As of March 31, 2026, we had $549,825 of debt obligations maturing on December 22, 2026, consisting of $401,000 of loans outstanding under the Revolver and $148,825 of Term Loans (each as defined in Note 10, Debt and Borrowings). As of March 31, 2026, we had cash of $44,311 and available liquidity of $195,901, subject to compliance with financial covenants, and the Company was in compliance with all associated covenants under its Credit Agreement (see Note 10, Debt and Borrowings). On January 2, 2026, the Company received $25,900 of proceeds from an insurance claim (see Note 18, Segment Information), which it used to repay loans outstanding under the Revolver, reducing the Company’s outstanding debt obligations.
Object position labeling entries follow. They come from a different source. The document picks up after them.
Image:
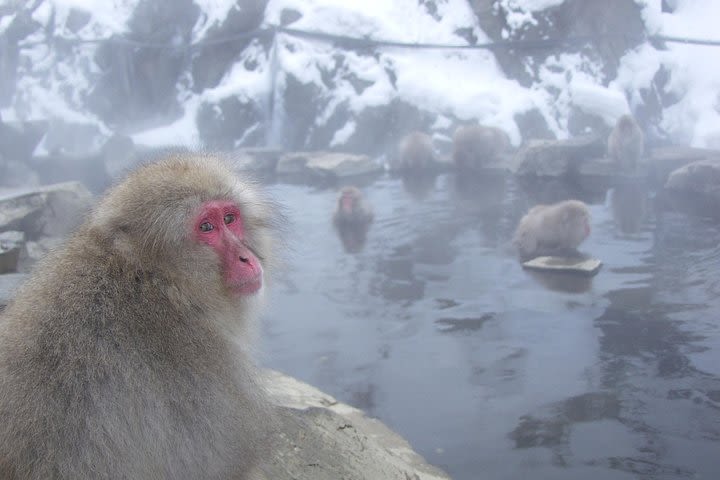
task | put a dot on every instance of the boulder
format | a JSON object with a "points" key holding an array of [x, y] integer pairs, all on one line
{"points": [[323, 439], [327, 165], [18, 140], [11, 244], [52, 210], [256, 159], [211, 63], [663, 161], [695, 189], [558, 158], [37, 249], [9, 284], [702, 178]]}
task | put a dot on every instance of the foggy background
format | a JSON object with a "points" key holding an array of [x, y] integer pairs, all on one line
{"points": [[429, 323]]}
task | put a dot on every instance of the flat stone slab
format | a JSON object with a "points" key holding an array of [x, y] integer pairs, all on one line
{"points": [[327, 164], [584, 266], [323, 439], [47, 210]]}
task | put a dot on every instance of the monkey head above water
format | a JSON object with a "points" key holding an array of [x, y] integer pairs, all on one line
{"points": [[415, 153], [126, 355], [626, 143], [476, 146], [352, 218], [552, 229]]}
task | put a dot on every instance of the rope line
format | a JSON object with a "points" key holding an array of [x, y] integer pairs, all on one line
{"points": [[363, 42]]}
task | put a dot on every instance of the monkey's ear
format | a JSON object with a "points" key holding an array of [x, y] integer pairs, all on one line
{"points": [[121, 236]]}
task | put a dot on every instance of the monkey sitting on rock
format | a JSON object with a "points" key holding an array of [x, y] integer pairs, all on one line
{"points": [[552, 229], [126, 355]]}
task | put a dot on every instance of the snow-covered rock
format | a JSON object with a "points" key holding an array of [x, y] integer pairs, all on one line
{"points": [[199, 72], [11, 243], [549, 158], [701, 178], [52, 210], [327, 165]]}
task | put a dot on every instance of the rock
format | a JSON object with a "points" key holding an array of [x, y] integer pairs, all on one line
{"points": [[119, 154], [72, 138], [616, 25], [342, 165], [583, 266], [701, 178], [695, 189], [292, 164], [666, 160], [145, 79], [17, 174], [230, 123], [11, 244], [51, 210], [9, 284], [323, 439], [256, 159], [327, 165], [210, 64], [87, 168], [600, 174], [557, 158], [36, 250], [18, 140]]}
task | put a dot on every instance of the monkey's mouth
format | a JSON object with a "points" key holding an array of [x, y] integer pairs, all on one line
{"points": [[246, 286]]}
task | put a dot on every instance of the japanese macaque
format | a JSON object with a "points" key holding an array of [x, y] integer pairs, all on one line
{"points": [[475, 146], [552, 229], [626, 143], [629, 205], [352, 219], [127, 353], [415, 153]]}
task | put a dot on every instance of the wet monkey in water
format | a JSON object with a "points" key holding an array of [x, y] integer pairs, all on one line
{"points": [[626, 143], [475, 146], [415, 152], [352, 218], [126, 354], [552, 229]]}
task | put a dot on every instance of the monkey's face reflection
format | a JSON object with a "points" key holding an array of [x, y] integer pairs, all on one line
{"points": [[353, 235], [219, 225], [352, 219]]}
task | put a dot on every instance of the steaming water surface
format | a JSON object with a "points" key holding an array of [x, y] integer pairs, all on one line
{"points": [[490, 371]]}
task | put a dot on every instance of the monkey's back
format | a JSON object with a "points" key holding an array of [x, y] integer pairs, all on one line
{"points": [[103, 376], [626, 145]]}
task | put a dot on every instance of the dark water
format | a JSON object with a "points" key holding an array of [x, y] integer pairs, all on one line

See Note 2, Basis of Presentation, in the Notes to the Consolidated Financial Statements included in Part I, Item 1 of this Form 10-Q.

As discussed in Note 2, Basis of Presentation, in the Notes to the Consolidated Financial Statements included in Part I, Item 1 of this Form 10-Q, we announced that our Board of Directors commenced a strategic review of the Company’s business and capital structure, in part to evaluate options to improve liquidity and reduce leverage. As part of this review, on February 27, 2026, we completed the sale of our North American Snacks Business and received $111.2 million in cash. The net proceeds of $101.1 million were used to repay a portion of the Term Loans.

46


Table of Contents

 

The Company and the Board of Directors remain focused on executing the next phases of the strategic review and taking decisive actions to strengthen the Company’s financial flexibility, improve performance and address the upcoming debt maturity under the Credit Agreement. These actions include the pursuit of further asset sales to refine the Company’s operating model with a focus on categories and platforms in key markets. In addition, we are executing targeted inventory and other working capital optimization initiatives designed to improve the Company’s cash conversion and enhance liquidity. We also continue to actively engage with our lenders while we evaluate potential strategic transactions.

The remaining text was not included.